Phishing Attack on RWTH E-Mail Accounts

03/02/2020
Screenshot of the Fake Website. Copyright: https://urlscan.io/  

On 29.01.2020, 1418 e-mails were sent to RWTH members as part of a phishing attack. A link to a fake RWTH login mask was distributed (compare picture above).

In the course of this attack, we would like to inform you about ways of checking the authenticity of a website for your protection:

Verify URL

Please check the URL of the website. Is it unobtrusive? Is the domain known? The correct domain of the RWTH mail app is for example "mail.rwth-aachen.de/owa/".

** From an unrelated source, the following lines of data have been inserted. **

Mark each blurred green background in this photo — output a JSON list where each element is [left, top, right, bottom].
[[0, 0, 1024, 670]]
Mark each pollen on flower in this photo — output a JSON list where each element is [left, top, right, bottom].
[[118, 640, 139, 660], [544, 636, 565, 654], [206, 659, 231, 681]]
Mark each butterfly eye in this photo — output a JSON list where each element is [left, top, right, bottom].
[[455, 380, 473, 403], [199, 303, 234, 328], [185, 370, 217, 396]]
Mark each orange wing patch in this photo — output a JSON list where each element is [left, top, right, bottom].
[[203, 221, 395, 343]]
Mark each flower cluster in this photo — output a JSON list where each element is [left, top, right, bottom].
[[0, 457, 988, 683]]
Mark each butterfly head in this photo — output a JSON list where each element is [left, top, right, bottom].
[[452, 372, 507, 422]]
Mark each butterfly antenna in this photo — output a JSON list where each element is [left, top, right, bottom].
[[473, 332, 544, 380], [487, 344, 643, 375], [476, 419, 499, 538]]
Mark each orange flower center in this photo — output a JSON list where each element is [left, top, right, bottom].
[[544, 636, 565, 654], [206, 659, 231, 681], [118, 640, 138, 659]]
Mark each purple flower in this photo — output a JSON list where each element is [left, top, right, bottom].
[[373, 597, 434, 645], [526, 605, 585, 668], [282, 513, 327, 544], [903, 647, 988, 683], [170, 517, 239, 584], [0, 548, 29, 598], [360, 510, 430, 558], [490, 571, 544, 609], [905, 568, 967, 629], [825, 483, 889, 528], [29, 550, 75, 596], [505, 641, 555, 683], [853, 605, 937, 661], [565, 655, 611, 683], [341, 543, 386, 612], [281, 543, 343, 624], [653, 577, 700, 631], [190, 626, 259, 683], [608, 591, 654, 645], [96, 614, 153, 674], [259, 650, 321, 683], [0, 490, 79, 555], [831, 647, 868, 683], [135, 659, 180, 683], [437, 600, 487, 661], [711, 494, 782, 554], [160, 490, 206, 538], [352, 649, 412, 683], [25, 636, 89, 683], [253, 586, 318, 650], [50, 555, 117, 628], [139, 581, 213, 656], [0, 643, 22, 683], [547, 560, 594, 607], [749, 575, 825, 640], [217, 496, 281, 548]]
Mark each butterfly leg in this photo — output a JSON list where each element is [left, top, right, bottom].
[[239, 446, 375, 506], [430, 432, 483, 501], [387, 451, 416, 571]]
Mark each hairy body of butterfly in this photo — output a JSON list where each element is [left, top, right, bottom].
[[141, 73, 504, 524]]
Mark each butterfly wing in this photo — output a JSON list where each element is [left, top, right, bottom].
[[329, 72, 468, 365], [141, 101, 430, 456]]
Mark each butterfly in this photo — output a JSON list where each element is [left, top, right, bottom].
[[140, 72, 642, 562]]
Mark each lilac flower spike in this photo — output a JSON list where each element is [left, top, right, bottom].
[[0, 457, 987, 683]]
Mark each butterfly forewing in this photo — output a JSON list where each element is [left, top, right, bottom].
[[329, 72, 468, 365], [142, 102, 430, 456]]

For RWTH applications that are authenticated via Shibboleth "RWTH Single Sign-On", the URLs start with the domain "sso.rwth-aachen.de".

Check certificate

Details of the certificate used can be obtained by clicking on the small lock in the URL bar of your browser.

In our documentation portal you will find illustrated instructions on how to check a website using the certificate. Please note that the procedure varies from browser to browser.

If you are still not sure whether a website is trustworthy, do not click on any links or enter any data. Please contact the IT-ServiceDesk immediately.

If you receive suspicious e-mails, please send them as an attachment to the IT-ServiceDesk for further evaluation.